Avec l’urgence, des solutions qui semblaient impossibles hier, comme le télétravail, sont devenues intéressantes pour les organisations publiques et privées. Comme par contraste, la crise a également mis en exergue ce que l’on ne souhaitait plus revoir « après » comme la saturation des réseaux, la pollution, et le bruit. Elle nous a montré la faiblesse d’un modèle basé sur la toute-puissance de la science. En France, la crise a fortement ébranlé la confiance vis-à-vis des élites, des politiques. Elle a entraîné une forte critique vis-à-vis de l’État défaillant et une demande. Elle a redonné du sens à la proximité, au local comme dimension du réel, de la débrouille et figure de réassurance. Elle a montré l’importance de notions comme le bien être. Elle a redonné un sens à de petites choses du quotidien comme la confection d’un bon repas et souvent replacé la famille et les amis au centre.
La crise a eu et aura un impact sur l’aménagement de la ville et des mobilités, des biens et des personnes qu’il conviendra de suivre. On assiste notamment à une revalorisation des circuits courts, avec la volonté d’acheter et de consommer local et de retrouver une qualité de vivre près de chez soi. Ce sont autant d’éléments qui joueront nécessairement sur les localisations d’activités et le système de mobilités des biens et des personnes à différentes échelles.
La crise met notamment en lumière l’intérêt d’une approche spatio-temporelle de nos vies et de nos territoires. Elle donne un nouveau souffle à des politiques des temps et des mobilités, à des approches chronotopiques qui se déploient depuis une vingtaine d’années en France, portées par de nombreuses villes (dont la Métropole de Lyon, dans son service usages et expérimentations, mais aussi Poitiers, Saint-Denis, les métropoles de Rennes, Strasbourg, Lille.., mais aussi par des chercheurs de différentes disciplines et relayées au sein de Tempo territorial, réseau d’acteurs des politiques temporelles.
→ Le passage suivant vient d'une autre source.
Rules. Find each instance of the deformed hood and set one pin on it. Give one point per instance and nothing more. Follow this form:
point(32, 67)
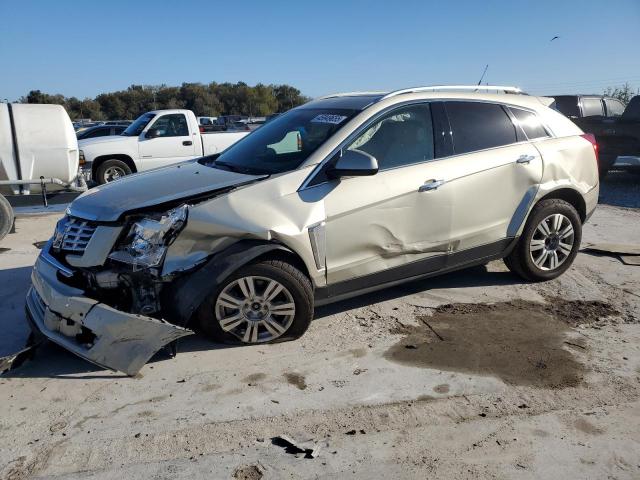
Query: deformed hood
point(108, 202)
Avec le déconfinement, les solutions développées pour répondre à la « distanciation physique » jouent notamment sur l’étalement des activités dans l’espace et le temps. Elles s’appuient sur le soft, plutôt que sur le "hard" à l’exemple de l’expérimentation de nouvelles pistes cyclables ou du déploiement des terrasses sur l’espace public dans une logique d’urbanisme « tactique » ou « temporaire ».
Avec le déconfinement, la question qui nous est posée est : comment vivre ensemble à relative distance les uns des autres, sans se toucher ? C’est un paradoxe et un défi pour la ville, « lieu de maximisation des interactions » [2]. Il va falloir utiliser les temps et les espaces libres pour dé-saturer [3] et respecter la « distanciation spatiale ». On voit resurgir des solutions déjà anciennes, comme le lissage des horaires dans les transports, les aménagements temporaires, ou le télétravail qui intègre l’immobilité dans les politiques de mobilité.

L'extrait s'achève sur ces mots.